For more than three decades veteran photographer J.D. Okhai Ojeikere has documented the transformations and variations found in traditional hairstyles worn by women in his native Nigeria. His experiences as a photojournalist, commercial photographer and fine artist, steeped in the emergent cultural pride that accompanied Nigerian independence, come together in this collection of black-and-white photos to celebrate hairstyles, stylists and Nigerian culture heritage.
Although we are drawn to the elaborately parted and braided coiffures, Ojeikere's mission goes beyond a study in aesthetics. Each style has a place of origin, a meaning, a name and a history. He was first motivated to document these styles in the '50s when the popular use of wigs seemed to threaten traditional hairdressing. For Ojeikere, these photographs of glorious crowns serve as a documented memory of the past and a witness to a culture in constant evolution. As Ojeikere's photographs record 30 years of "hairstory," the masks, sculptures, and photographs in Hair in African Art and Culture record at least 3000 years. The elaborately carved rows or monumental crowns admired in the wooden sculptures of the Mende or Yoruba people in West Africa mirror the hairstyles worn today.

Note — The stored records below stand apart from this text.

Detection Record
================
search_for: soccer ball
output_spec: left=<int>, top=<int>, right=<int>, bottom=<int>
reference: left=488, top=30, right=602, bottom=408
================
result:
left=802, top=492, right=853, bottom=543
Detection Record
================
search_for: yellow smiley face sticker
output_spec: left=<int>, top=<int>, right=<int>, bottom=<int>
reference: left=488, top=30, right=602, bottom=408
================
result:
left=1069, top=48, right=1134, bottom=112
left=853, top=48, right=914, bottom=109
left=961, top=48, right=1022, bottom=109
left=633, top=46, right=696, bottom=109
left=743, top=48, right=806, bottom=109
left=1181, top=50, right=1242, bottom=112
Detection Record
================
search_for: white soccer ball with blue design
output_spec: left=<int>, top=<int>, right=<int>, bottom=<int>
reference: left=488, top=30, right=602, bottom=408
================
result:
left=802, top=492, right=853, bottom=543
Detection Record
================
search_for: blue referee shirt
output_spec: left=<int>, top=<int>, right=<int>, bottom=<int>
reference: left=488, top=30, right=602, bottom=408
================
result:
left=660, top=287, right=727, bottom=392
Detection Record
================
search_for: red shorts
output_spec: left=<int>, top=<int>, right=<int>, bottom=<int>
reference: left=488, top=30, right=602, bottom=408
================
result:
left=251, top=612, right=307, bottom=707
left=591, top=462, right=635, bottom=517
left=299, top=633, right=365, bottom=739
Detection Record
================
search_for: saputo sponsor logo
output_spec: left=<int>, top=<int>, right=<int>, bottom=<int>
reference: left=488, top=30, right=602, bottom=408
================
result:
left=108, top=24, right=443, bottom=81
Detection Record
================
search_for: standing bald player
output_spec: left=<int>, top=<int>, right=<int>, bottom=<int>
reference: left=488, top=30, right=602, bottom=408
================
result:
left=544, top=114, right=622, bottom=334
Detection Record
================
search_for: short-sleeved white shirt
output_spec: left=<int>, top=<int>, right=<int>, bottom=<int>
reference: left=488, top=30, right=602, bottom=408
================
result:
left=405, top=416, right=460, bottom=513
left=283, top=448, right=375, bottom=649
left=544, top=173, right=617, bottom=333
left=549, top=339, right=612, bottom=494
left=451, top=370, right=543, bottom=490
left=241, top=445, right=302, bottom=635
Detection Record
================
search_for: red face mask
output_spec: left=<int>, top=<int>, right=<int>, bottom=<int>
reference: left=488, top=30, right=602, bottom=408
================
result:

Published on the occasion of a traveling exhibition with the same name, the essays and artwork take us to initiation ceremonies, dances and naming ceremonies where hair is used to identify the wearer's cultural group, age, wealth and social affiliations. In the Sande society of Western Liberia, the entire community gathers for a public combing of the hair of prospective initiates (young girls) who gather with their friends and relatives in the center of town. This is one of the first rites of passage toward acceptance into the adult society of women.
Personally, this sheds light on the hours I spent as a child fidgeting anxiously between my momma's, grandma's or aunt's knees while they parted, greased and plaited my hair. Knowing now that I was being braided into hairstory, I almost wish I had sat still a little longer, listened more intently to their stories, settled down to record in my own memory every one of those moments that, connected me to all the women who came before and since, and those who are on their way.